Experts from organisations such as Cornwall Wildlife Trust, Marine Biological Association, National Trust, British Divers Marine Life Rescue, Shark Trust, RSPB, Cornwall Seal Group and Beach Care will be present at the event with displays, stalls and activities to engage the public in our wonderful sea. Rebekah continues ‘along with the fantastic stalls we have on offer, our brilliant Marine Centre will be open to the public where people can get creative at the Salty Animation Station, make your Wish on a Wave, check out the Tank and place your bid in the Silent Auction!’.

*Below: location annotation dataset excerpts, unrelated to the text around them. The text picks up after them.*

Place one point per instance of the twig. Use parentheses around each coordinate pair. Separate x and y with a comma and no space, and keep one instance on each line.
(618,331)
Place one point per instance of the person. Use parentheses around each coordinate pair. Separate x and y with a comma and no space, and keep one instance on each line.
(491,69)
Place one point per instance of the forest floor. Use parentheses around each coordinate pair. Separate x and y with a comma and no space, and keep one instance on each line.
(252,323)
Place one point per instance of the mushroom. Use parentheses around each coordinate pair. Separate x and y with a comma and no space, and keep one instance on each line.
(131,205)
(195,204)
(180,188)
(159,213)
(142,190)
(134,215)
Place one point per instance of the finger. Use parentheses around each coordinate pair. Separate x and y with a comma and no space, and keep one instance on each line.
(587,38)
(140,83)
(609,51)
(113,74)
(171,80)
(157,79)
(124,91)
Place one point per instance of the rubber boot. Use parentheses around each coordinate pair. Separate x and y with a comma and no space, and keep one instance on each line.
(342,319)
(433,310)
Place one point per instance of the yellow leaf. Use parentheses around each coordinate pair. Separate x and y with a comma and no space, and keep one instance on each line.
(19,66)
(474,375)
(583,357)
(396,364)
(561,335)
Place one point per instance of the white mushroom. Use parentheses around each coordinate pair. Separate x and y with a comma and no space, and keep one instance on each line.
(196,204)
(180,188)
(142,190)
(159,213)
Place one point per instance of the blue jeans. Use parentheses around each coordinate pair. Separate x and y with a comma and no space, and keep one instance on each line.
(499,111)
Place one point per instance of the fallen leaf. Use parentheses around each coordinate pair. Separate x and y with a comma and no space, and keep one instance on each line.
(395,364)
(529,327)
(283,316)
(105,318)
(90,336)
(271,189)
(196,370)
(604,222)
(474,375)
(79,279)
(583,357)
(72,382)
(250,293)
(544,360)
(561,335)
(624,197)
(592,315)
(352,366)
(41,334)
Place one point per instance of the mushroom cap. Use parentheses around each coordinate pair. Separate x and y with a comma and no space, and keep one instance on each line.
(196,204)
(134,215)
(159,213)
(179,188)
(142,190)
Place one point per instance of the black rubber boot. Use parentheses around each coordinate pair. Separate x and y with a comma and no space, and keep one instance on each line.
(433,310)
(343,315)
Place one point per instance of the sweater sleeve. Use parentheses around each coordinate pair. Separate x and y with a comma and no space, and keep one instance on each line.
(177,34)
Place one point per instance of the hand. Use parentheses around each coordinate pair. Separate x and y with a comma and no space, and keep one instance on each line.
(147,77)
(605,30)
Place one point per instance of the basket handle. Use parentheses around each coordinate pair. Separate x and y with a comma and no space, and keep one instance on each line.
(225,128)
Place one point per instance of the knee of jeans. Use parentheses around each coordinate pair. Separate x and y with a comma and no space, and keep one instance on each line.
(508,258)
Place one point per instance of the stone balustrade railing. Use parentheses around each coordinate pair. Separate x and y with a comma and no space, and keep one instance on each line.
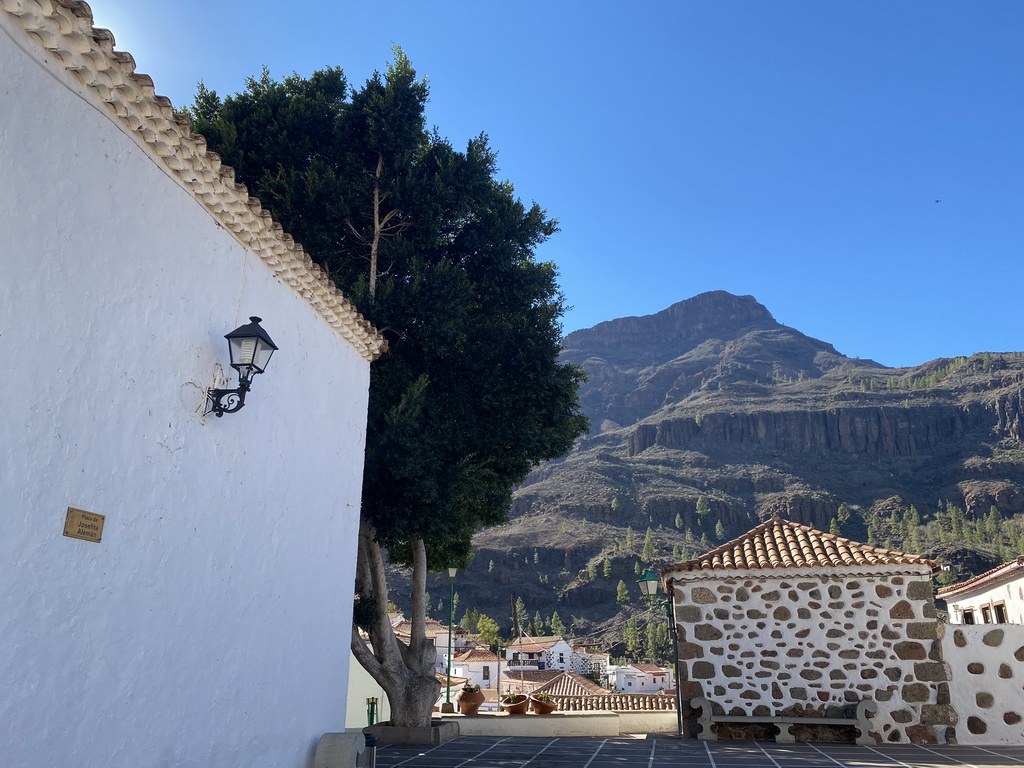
(616,702)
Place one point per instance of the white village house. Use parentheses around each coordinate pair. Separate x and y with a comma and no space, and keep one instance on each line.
(540,653)
(177,588)
(642,678)
(993,597)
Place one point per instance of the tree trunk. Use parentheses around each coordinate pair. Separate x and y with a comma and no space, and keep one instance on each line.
(404,672)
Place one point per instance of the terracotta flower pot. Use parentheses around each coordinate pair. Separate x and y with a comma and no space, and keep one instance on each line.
(543,708)
(469,701)
(517,706)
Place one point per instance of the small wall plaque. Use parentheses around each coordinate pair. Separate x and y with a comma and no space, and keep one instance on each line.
(84,525)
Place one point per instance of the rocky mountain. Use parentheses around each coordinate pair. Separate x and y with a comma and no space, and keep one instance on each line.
(710,416)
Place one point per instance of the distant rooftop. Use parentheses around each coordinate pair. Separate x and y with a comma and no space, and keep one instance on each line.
(995,576)
(782,544)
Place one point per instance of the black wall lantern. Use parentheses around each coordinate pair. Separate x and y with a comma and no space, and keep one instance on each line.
(250,347)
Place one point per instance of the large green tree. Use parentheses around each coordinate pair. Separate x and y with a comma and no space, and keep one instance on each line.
(438,253)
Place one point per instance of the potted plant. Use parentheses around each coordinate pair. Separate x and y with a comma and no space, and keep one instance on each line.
(543,704)
(469,698)
(515,704)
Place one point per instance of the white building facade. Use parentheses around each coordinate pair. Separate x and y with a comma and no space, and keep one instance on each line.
(642,678)
(203,627)
(993,597)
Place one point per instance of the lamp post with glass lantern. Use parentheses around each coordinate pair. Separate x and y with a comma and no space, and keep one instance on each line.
(648,584)
(448,707)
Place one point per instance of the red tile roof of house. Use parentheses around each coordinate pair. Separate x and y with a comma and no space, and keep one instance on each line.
(995,576)
(534,644)
(571,684)
(476,654)
(782,544)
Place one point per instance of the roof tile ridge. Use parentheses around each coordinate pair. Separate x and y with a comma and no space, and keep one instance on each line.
(65,29)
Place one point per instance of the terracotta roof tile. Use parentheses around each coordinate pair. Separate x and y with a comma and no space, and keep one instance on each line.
(62,33)
(534,644)
(782,544)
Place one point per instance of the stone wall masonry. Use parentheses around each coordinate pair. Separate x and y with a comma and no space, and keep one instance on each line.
(986,663)
(815,641)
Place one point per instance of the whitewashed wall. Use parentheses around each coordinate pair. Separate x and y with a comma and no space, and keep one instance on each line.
(1010,593)
(210,627)
(986,663)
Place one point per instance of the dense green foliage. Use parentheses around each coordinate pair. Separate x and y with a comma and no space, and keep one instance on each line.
(436,252)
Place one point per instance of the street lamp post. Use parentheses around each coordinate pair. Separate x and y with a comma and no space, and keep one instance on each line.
(648,584)
(448,707)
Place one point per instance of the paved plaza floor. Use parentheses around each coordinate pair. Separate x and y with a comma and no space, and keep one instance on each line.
(651,752)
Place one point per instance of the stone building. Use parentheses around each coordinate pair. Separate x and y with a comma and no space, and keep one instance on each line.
(788,620)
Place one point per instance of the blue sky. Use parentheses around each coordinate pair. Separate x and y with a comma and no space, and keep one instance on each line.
(791,150)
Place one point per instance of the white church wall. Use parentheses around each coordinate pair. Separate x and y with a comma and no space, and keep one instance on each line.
(210,626)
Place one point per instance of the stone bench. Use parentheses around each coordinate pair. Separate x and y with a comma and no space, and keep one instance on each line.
(861,720)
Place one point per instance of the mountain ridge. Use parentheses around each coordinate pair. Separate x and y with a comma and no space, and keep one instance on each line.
(714,399)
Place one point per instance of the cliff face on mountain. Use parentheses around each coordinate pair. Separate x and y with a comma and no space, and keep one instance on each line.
(713,399)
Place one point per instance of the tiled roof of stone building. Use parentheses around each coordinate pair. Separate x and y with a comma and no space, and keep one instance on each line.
(60,34)
(476,654)
(570,684)
(783,544)
(999,573)
(534,644)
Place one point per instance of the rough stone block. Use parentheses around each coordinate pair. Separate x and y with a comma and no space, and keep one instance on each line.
(923,630)
(701,670)
(920,590)
(707,632)
(690,650)
(931,672)
(938,715)
(702,595)
(689,613)
(915,692)
(909,650)
(976,725)
(993,639)
(922,734)
(689,689)
(902,609)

The event has been organised by Polzeath Marine Conservation Group (PMCG) who actively support Polzeath Voluntary Marine Conservation Area (PVMCA). The PVMCA includes the ‘inter-tidal areas’ between the headland points of Pentire and Trebetherick, and the splash zone from Baby Bay to Pentire Point. At low tide, the exposed rocks on either side of Polzeath beach combine to form one of North Cornwall’s largest inter-tidal areas. This ‘oasis’ of rock provides a habitat that supports a wealth of important and delicate marine wildlife. Learn how you can help protect this important marine environment and discover what makes it so unique. The public can end the day by joining us on our Big Rock Pool Ramble, be guided across the rock pools at low tide and uncover mysterious and amazing creatures from starfish to sea slugs.
The whole family can have fun and get creative. No age limit, no need to book, just join us at the beach and at Polzeath Marine Centre! If the weather is not on our side then we shall all be at the Tubestation. If you want to go on the Big Rock Pool Ramble do wear suitable clothing and footwear that are secure and you don’t mind getting wet (no crocks or flip-flps!).